Since the pandemic began, Rosen’s group has conducted 28 online “learning sessions” for that elite group, outlining some of the most urgent needs. He won’t say which billionaires have stepped up for which COVID-19 causes. But at least two contributors to the Therapeutics Accelerator — Facebook founder Mark Zuckerberg and his wife, Dr. Priscilla Chan, gave $25 million — are signatories.

Inspiring others to chip in is something the Gateses and their foundation are very good at, Chapman said. As with the Therapeutics Accelerator, the foundation will often provide seed money, then others follow suit.

“I think that is one of their key impacts,” said Chapman, whose think tank does contract work for the foundation. “It’s not just that they provide the funding where it’s needed, but they work very hard to make sure other people are contributing, too.”


The dollars are big, but only a fraction of Gates resources

Critics of “big philanthropy” point out that the money The Gates Foundation has spent on the pandemic represents less than 1% of the foundation’s $46.8 billion endowment, and an even tinier fraction of Bill Gates’ net worth of more than $100 billion.

“I really think it’s important to remember that $350 million for Bill Gates is equivalent to maybe a couple of hundred or a couple of thousand dollars for the rest of us,” said Mohit Mookim, a researcher at The Center for Ethics in Society at Stanford University.

Mookim and Stanford political science professor Rob Reich argued in a March column in Wired that while philanthropy can play an important role, especially in a pandemic where the federal government didn’t even provide adequate testing, it can never be a stopgap for basic government services.

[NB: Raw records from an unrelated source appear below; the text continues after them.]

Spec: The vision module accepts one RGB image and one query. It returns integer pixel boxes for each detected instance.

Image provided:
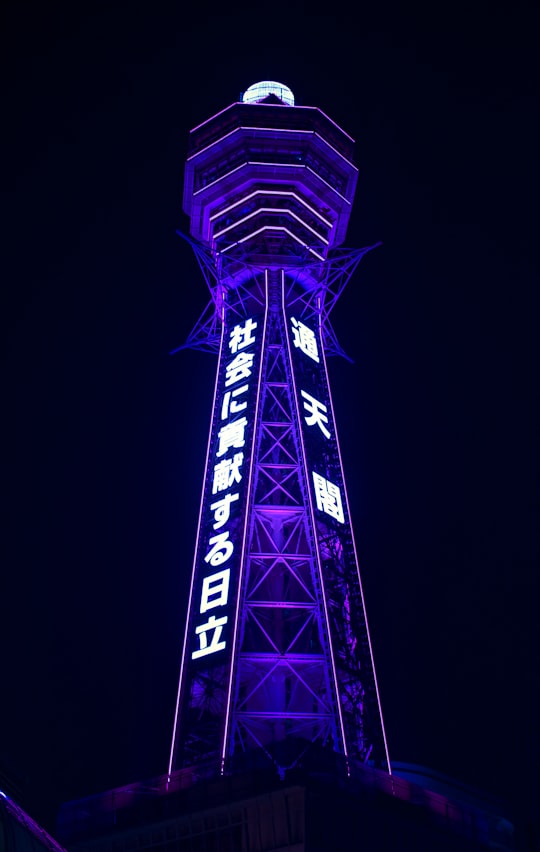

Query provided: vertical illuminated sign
[188,316,264,666]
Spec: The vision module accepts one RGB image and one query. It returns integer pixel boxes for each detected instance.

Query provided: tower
[54,82,513,852]
[169,82,390,776]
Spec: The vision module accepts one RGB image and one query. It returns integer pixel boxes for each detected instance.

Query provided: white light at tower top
[242,80,294,106]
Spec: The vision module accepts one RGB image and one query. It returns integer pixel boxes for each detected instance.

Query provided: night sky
[0,2,540,844]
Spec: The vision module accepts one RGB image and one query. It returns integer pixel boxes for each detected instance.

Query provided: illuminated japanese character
[225,352,255,388]
[204,530,234,568]
[221,385,249,420]
[216,417,247,459]
[199,568,231,612]
[229,318,257,353]
[212,453,244,494]
[313,471,345,524]
[210,494,240,530]
[291,317,319,364]
[300,391,330,438]
[191,615,228,660]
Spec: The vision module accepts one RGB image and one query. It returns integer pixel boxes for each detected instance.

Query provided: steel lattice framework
[169,84,390,784]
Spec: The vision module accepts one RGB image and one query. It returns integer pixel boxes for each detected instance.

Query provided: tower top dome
[242,80,294,106]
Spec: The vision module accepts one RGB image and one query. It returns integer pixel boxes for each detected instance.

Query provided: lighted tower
[169,82,390,775]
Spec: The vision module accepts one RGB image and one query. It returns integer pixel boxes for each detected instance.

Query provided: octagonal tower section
[183,84,358,268]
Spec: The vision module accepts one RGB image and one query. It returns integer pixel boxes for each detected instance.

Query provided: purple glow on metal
[222,225,324,264]
[191,101,355,142]
[186,124,314,163]
[214,207,328,245]
[281,278,349,758]
[210,189,333,228]
[193,160,250,197]
[168,314,225,776]
[193,160,351,206]
[221,270,268,774]
[316,316,392,775]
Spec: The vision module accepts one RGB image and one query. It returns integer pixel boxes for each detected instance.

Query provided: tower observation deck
[169,81,390,776]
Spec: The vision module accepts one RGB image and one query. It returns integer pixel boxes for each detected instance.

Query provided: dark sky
[0,2,540,844]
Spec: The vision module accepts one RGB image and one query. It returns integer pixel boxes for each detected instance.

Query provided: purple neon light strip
[209,189,332,228]
[221,269,268,775]
[321,292,392,775]
[214,207,328,245]
[186,124,358,172]
[221,225,324,261]
[193,160,351,206]
[168,304,225,777]
[190,101,355,143]
[281,270,348,758]
[186,124,310,162]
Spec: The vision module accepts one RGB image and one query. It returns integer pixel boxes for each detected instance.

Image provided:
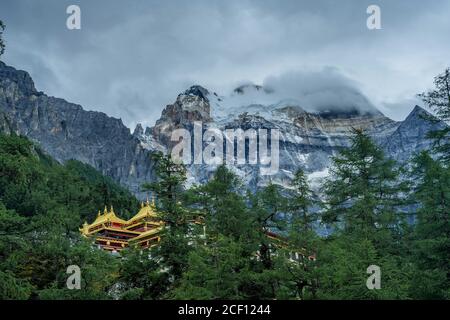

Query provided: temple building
[80,200,164,252]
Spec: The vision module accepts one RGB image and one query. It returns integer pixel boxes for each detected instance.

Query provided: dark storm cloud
[0,0,450,126]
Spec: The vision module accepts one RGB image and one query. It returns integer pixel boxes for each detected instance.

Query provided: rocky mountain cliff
[135,86,444,189]
[0,62,445,197]
[0,62,152,198]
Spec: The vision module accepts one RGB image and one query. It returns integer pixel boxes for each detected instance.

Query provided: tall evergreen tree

“The richest country in the world must step up to fund public health rather than relying on the richest people in the world to do it piecemeal,” they wrote.

Suzman said he’s in active discussions with Bill and Melinda Gates about what else the foundation can do going forward. “I think the answer will depend a little bit on what the world is doing and where the needs are,” he said.

If they’re looking for spare change, the foundation might find it in one area where the pandemic has slashed costs: travel, which has been almost entirely eliminated.

According to a tax statement, the foundation spent nearly $91 million in 2018 on conferences and travel expenses for staff and grant recipients. That’s more than most U.S. foundations give away in a year.